A MIDDLE SCHOOL CURRICULUM 7-8th Grade

Introducing Investigations in Horticulture, a middle school curriculum designed to help students:

  • Develop an awareness of the many varied facets of horticulture;
  • Develop positive attitudes toward the impact of horticulture on society;
  • Understand the nutritional, aesthetic, environmental, and therapeutic values of horticulture;
  • Appreciate the exciting 21st century opportunities and challenges for those working in the wide variety of horticultural careers;
  • Engage in hands-on classroom activities that weave horticulture meaningfully into core content areas (i.e., science, math, language arts, social studies, and visual arts);
  • Work individually and in teams to collect, share, and analyze information and ideas.

What's Inside?

Classroom Activities
Investigations in Horticulture contains 15 lessons, or activities, which encourage creative discoveries and applications of knowledge, and help teachers minimize the separations among content areas so that students experience more multidimensional learning. These student-centered activities stress higher-order thinking strategies that challenge students to: be inquisitive about what they're learning; work individually and together to solve problems; and test, revise, evaluate, analyze, and synthesize information and experiences through observation and experimentation.
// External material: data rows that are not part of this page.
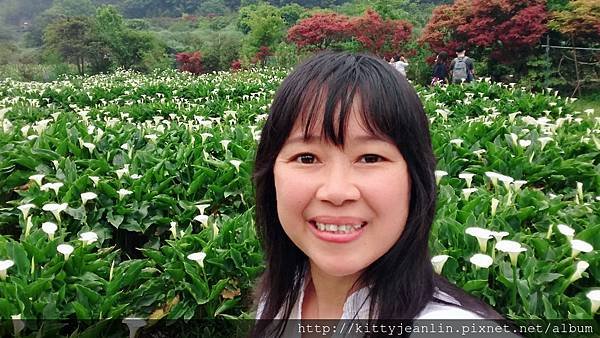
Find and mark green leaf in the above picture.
[75,284,101,304]
[462,279,488,292]
[71,301,92,320]
[106,210,125,229]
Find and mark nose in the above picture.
[316,164,360,206]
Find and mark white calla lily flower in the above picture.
[585,290,600,315]
[40,182,64,197]
[56,244,75,260]
[492,231,509,242]
[219,140,231,152]
[469,254,494,269]
[117,189,133,200]
[571,239,594,257]
[10,314,25,337]
[496,240,527,266]
[194,215,208,225]
[88,176,100,187]
[435,170,448,185]
[538,136,553,151]
[0,259,15,280]
[450,138,464,148]
[492,198,500,216]
[513,180,527,191]
[485,171,502,187]
[196,204,210,215]
[42,203,69,223]
[431,255,450,275]
[81,192,98,205]
[569,261,590,283]
[79,231,98,244]
[17,203,36,219]
[188,252,206,268]
[123,318,147,338]
[458,172,475,188]
[465,227,492,252]
[29,174,46,187]
[462,188,477,201]
[556,224,575,241]
[200,133,213,144]
[115,164,129,179]
[42,222,58,240]
[229,160,244,173]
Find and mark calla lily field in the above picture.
[0,68,600,337]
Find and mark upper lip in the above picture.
[309,216,366,225]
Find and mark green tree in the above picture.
[200,30,243,72]
[48,0,94,17]
[240,3,285,58]
[44,17,97,75]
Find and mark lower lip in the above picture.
[308,223,366,243]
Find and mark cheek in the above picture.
[273,165,311,225]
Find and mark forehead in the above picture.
[286,95,394,147]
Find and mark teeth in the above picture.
[316,222,363,234]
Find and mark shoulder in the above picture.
[415,289,484,319]
[415,302,484,320]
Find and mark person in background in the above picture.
[251,52,510,338]
[431,52,448,86]
[392,55,408,77]
[450,46,475,83]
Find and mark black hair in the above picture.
[436,51,448,63]
[253,52,502,337]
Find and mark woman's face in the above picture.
[274,106,411,277]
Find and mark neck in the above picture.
[302,262,360,319]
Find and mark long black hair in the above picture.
[253,52,502,337]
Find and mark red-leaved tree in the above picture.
[419,0,548,63]
[287,13,352,49]
[288,10,412,57]
[231,59,242,72]
[175,51,202,75]
[350,10,412,57]
[252,46,272,65]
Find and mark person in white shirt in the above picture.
[251,52,510,337]
[394,56,408,76]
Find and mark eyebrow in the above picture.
[285,134,390,144]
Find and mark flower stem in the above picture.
[512,265,517,306]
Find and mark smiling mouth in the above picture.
[309,221,367,234]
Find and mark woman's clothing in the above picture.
[394,60,408,76]
[256,274,483,320]
[431,63,448,84]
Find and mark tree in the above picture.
[288,10,412,57]
[44,17,97,75]
[549,0,600,42]
[240,3,285,57]
[351,10,412,57]
[175,51,202,75]
[287,13,352,49]
[419,0,548,68]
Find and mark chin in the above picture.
[314,260,365,277]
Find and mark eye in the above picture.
[360,154,383,163]
[294,153,317,164]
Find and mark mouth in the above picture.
[309,221,367,235]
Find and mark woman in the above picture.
[431,52,448,86]
[253,53,501,337]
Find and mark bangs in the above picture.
[293,58,397,147]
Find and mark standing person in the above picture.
[450,46,475,83]
[394,55,408,77]
[431,52,448,86]
[252,52,510,337]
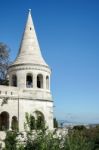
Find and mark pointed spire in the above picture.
[13,9,48,66]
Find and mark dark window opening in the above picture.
[37,75,43,88]
[12,75,17,87]
[26,75,33,88]
[0,112,9,131]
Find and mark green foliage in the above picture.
[64,130,91,150]
[2,113,99,150]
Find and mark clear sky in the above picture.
[0,0,99,123]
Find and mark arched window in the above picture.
[12,75,17,86]
[35,111,45,129]
[46,76,49,89]
[11,116,18,130]
[30,115,35,130]
[0,111,9,131]
[26,74,33,88]
[37,74,43,88]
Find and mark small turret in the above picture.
[12,9,48,66]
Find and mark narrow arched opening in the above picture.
[11,116,18,131]
[26,74,33,88]
[35,111,45,129]
[0,111,9,131]
[46,76,49,89]
[37,74,43,88]
[12,75,17,87]
[30,115,36,130]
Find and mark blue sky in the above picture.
[0,0,99,123]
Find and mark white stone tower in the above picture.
[0,10,53,131]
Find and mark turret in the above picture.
[9,10,51,91]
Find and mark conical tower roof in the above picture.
[12,10,48,66]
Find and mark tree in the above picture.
[0,42,10,85]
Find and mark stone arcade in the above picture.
[0,10,53,131]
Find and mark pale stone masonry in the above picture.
[0,10,53,131]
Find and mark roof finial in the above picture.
[29,9,31,13]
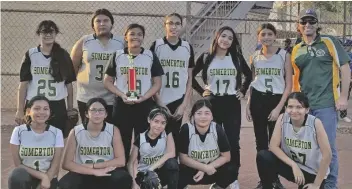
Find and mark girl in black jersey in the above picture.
[178,99,238,189]
[104,24,164,159]
[16,20,76,135]
[128,108,178,189]
[192,26,252,187]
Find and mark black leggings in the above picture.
[59,168,132,189]
[340,82,352,119]
[77,100,113,123]
[166,97,184,156]
[249,88,282,152]
[8,168,58,189]
[178,163,238,189]
[257,150,324,189]
[206,95,241,173]
[112,97,155,161]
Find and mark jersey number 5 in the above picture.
[165,72,180,88]
[37,79,56,97]
[95,65,104,81]
[34,160,39,171]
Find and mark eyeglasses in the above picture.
[299,20,318,25]
[40,29,55,34]
[88,108,105,114]
[165,22,182,26]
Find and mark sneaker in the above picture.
[254,181,263,189]
[229,180,240,189]
[342,116,352,123]
[273,178,285,189]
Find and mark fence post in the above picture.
[342,1,347,43]
[186,1,192,42]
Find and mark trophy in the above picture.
[126,54,138,101]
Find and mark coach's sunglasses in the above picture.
[299,20,318,25]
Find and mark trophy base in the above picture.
[126,91,138,101]
[127,96,138,101]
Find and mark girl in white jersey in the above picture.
[128,108,178,189]
[178,99,238,189]
[246,23,292,189]
[150,13,194,156]
[8,96,64,189]
[192,26,252,188]
[59,98,132,189]
[16,20,76,132]
[71,9,124,123]
[104,24,164,159]
[257,92,331,189]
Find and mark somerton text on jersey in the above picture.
[91,53,112,60]
[191,149,219,159]
[79,146,111,156]
[143,154,164,165]
[32,66,51,75]
[285,137,312,149]
[160,59,186,68]
[255,68,281,75]
[209,68,237,76]
[120,67,148,75]
[20,147,54,157]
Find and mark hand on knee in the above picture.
[164,158,179,171]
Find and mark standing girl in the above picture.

Appendix A: Teacher Supplements
Optional teacher supplements contain background information related to the student activity. Teachers may choose to copy and distribute these supplements if, in rare cases, students can't find the information via their own research.

Appendix B: Student Blackline Masters
Some of the activities have related student blackline masters to be copied and distributed to help students in completing an activity.

Appendix C: State and National Education Standards
Contains the text of the Science, Math, Language Arts, Social Studies, and Arts Content Standards for California Public Schools and National Education Standards (Grades 6-8), which are aligned to Investigations in Horticulture activities.